Abstract

A 21-year-old man presented with 7 months of progressive numbness in both dorsal hands. Examination showed bilateral pinprick sensory loss over the dorsum of the hands, loss of vibration and joint position sense in the fingers, and bilateral Tromner signs. Muscle strength and deep tendon reflexes were normal. Magnetic resonance imaging (MRI) showed inferiorly displaced cerebellar tonsils suggestive of Chiari type 1 malformation (Fig. 1a) and hydromyelia from the level of C2–T4 (Fig. 1b, c) [1]. Transverse T2-weighted MRI demonstrated an enlarged central canal and an inverted V shaped T2-hyperintensity starting on both sides of the central canal and extending into posterior gray and white columns (Fig. 2). It seemed that the intensity of this signal changes was different from the intensity of the central canal itself.

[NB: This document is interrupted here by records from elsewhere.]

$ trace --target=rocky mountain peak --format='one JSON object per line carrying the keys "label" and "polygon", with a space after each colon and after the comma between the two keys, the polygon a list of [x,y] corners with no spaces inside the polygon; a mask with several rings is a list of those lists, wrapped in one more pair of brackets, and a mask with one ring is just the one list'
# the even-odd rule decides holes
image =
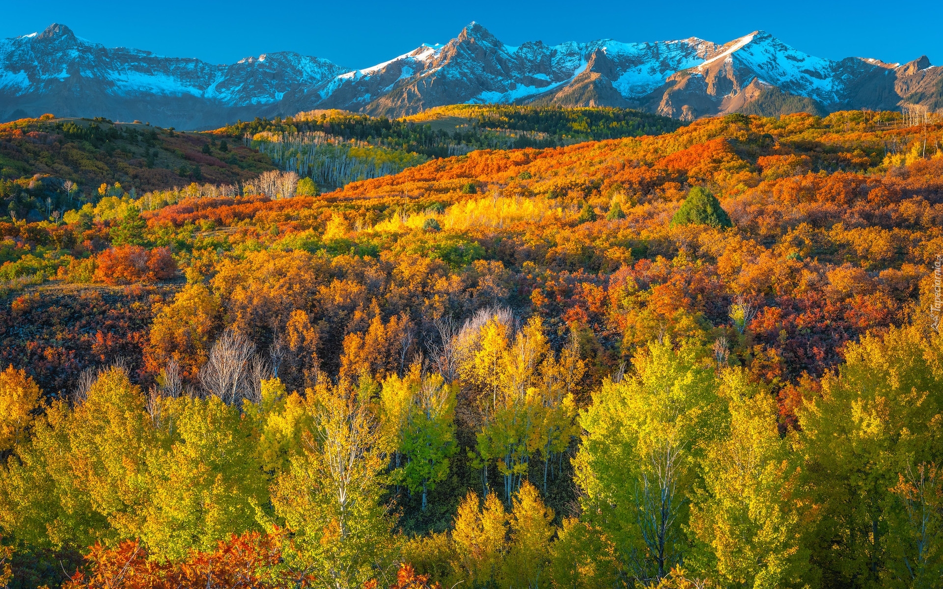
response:
{"label": "rocky mountain peak", "polygon": [[501,41],[498,38],[491,34],[491,31],[488,30],[478,23],[472,21],[469,25],[462,29],[462,32],[458,34],[455,39],[458,42],[472,41],[478,44],[485,45],[497,45]]}
{"label": "rocky mountain peak", "polygon": [[444,45],[360,70],[290,52],[230,65],[163,57],[106,48],[58,23],[0,42],[0,121],[54,112],[205,129],[318,108],[402,116],[461,103],[629,106],[692,120],[743,109],[899,109],[905,102],[935,110],[941,88],[943,68],[925,56],[903,65],[834,61],[763,30],[723,44],[689,38],[513,47],[472,22]]}
{"label": "rocky mountain peak", "polygon": [[75,34],[72,32],[72,29],[65,25],[59,25],[58,23],[53,23],[46,27],[44,31],[39,34],[36,38],[37,41],[59,41],[68,40],[75,41]]}
{"label": "rocky mountain peak", "polygon": [[920,70],[926,70],[930,67],[930,58],[926,56],[920,56],[913,61],[908,61],[899,68],[901,75],[913,75],[919,72]]}

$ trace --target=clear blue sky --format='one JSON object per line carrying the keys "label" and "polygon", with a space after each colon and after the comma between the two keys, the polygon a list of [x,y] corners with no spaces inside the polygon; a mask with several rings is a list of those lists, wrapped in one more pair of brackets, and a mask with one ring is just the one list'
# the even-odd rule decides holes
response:
{"label": "clear blue sky", "polygon": [[504,42],[558,43],[700,37],[726,42],[764,29],[821,57],[909,61],[927,55],[943,65],[943,1],[887,4],[761,0],[543,2],[504,0],[227,2],[144,0],[11,1],[0,38],[41,31],[53,22],[108,47],[231,63],[247,56],[296,51],[362,68],[423,42],[445,42],[477,21]]}

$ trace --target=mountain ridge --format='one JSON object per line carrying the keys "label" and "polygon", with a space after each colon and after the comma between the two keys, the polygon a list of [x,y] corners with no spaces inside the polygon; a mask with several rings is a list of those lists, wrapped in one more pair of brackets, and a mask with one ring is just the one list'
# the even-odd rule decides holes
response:
{"label": "mountain ridge", "polygon": [[769,89],[822,112],[943,108],[943,69],[926,56],[835,61],[762,30],[723,44],[691,37],[511,46],[472,23],[447,43],[356,70],[293,52],[212,65],[108,49],[59,24],[0,41],[0,121],[48,111],[201,129],[316,108],[398,117],[462,103],[622,106],[690,121],[762,109],[756,101]]}

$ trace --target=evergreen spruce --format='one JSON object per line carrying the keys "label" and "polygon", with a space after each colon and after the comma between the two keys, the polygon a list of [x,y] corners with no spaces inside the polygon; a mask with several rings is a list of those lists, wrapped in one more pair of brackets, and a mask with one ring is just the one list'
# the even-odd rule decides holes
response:
{"label": "evergreen spruce", "polygon": [[609,207],[609,212],[605,214],[605,220],[617,221],[619,219],[625,219],[625,213],[622,212],[622,207],[617,202]]}
{"label": "evergreen spruce", "polygon": [[720,202],[710,190],[694,187],[687,193],[687,198],[681,205],[681,208],[671,218],[671,226],[674,225],[733,227],[734,223],[720,206]]}

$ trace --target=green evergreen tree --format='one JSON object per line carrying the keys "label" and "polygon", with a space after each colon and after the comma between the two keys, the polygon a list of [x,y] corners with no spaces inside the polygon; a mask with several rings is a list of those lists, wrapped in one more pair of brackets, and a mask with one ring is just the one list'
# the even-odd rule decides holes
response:
{"label": "green evergreen tree", "polygon": [[710,225],[712,227],[733,227],[730,217],[720,206],[714,193],[707,188],[694,187],[681,208],[671,218],[674,225]]}
{"label": "green evergreen tree", "polygon": [[609,207],[609,212],[605,214],[605,220],[616,221],[619,219],[625,219],[625,213],[622,212],[622,207],[619,203],[613,203],[612,206]]}

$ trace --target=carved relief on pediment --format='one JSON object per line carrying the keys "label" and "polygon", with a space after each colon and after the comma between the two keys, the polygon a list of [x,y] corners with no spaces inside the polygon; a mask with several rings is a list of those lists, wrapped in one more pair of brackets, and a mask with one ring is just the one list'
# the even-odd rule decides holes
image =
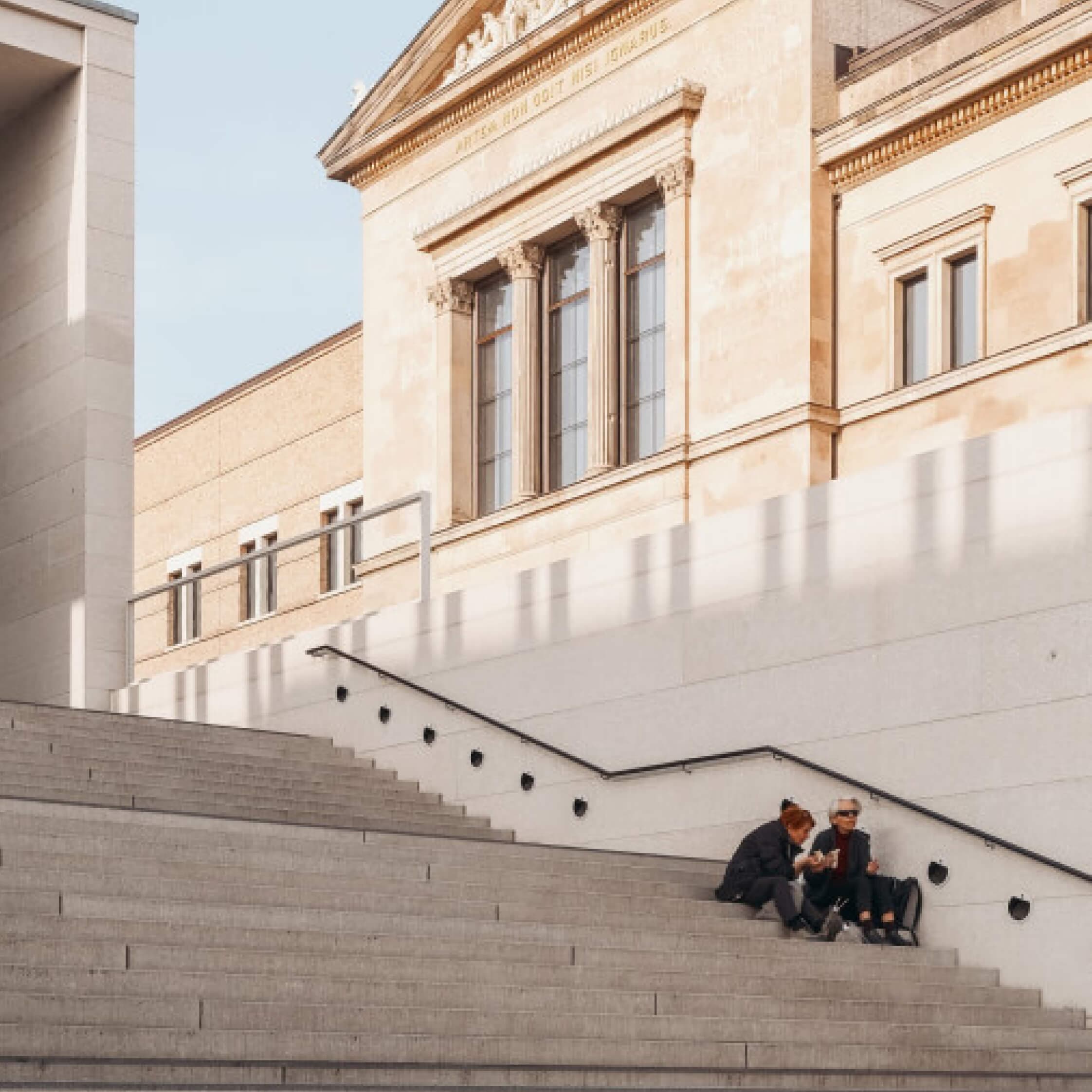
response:
{"label": "carved relief on pediment", "polygon": [[476,27],[455,49],[451,67],[443,73],[440,86],[454,83],[520,38],[537,31],[555,15],[574,7],[581,0],[505,0],[497,12],[487,11]]}

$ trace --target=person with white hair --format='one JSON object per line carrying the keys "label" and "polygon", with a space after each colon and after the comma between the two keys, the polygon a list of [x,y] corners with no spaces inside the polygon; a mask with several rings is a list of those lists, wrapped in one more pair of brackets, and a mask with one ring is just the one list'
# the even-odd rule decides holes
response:
{"label": "person with white hair", "polygon": [[860,926],[866,943],[906,947],[894,919],[891,882],[879,874],[871,839],[857,830],[860,800],[853,796],[831,800],[828,811],[830,828],[811,844],[812,853],[822,854],[822,865],[805,874],[808,899],[820,909],[841,906],[842,916]]}

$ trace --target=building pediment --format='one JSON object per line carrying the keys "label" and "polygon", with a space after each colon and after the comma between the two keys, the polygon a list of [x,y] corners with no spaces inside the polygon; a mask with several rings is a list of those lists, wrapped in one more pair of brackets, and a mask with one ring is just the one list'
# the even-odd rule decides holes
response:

Inverted V sign refers to inverted V shaped bilateral symmetric hyperintensity within the posterior columns on axial T2-weighted MRI and is classically described in subacute combined degeneration of the spinal cord [2]. But the patient’s vitamin B12 level was normal (671 pg/mL; normal 211–946 pg/mL). A recent study has reported parenchymal changes of the posterior white and gray columns in syringomyelia associated with Chiari type 1 malformation [3, 4]. It is believed to be related mainly to the extracellular fluid accumulation due to disturbed absorption mechanisms [3, 4]. Therefore, in our case, inverted V sign may be due to Chiari type 1 malformation rather than subacute combined degeneration. Hence, a final diagnosis was made of hydromyelia with Chiari type 1 malformation and the patient was offered foramen magnum decompression. Our case suggests that inverted V sign is diagnostically helpful, but not specific to subacute combined degeneration of the spinal cord. And, hydromyelia with Chiari type 1 malformation should be considered in the differential diagnosis of conditions in which inverted V sign can be found.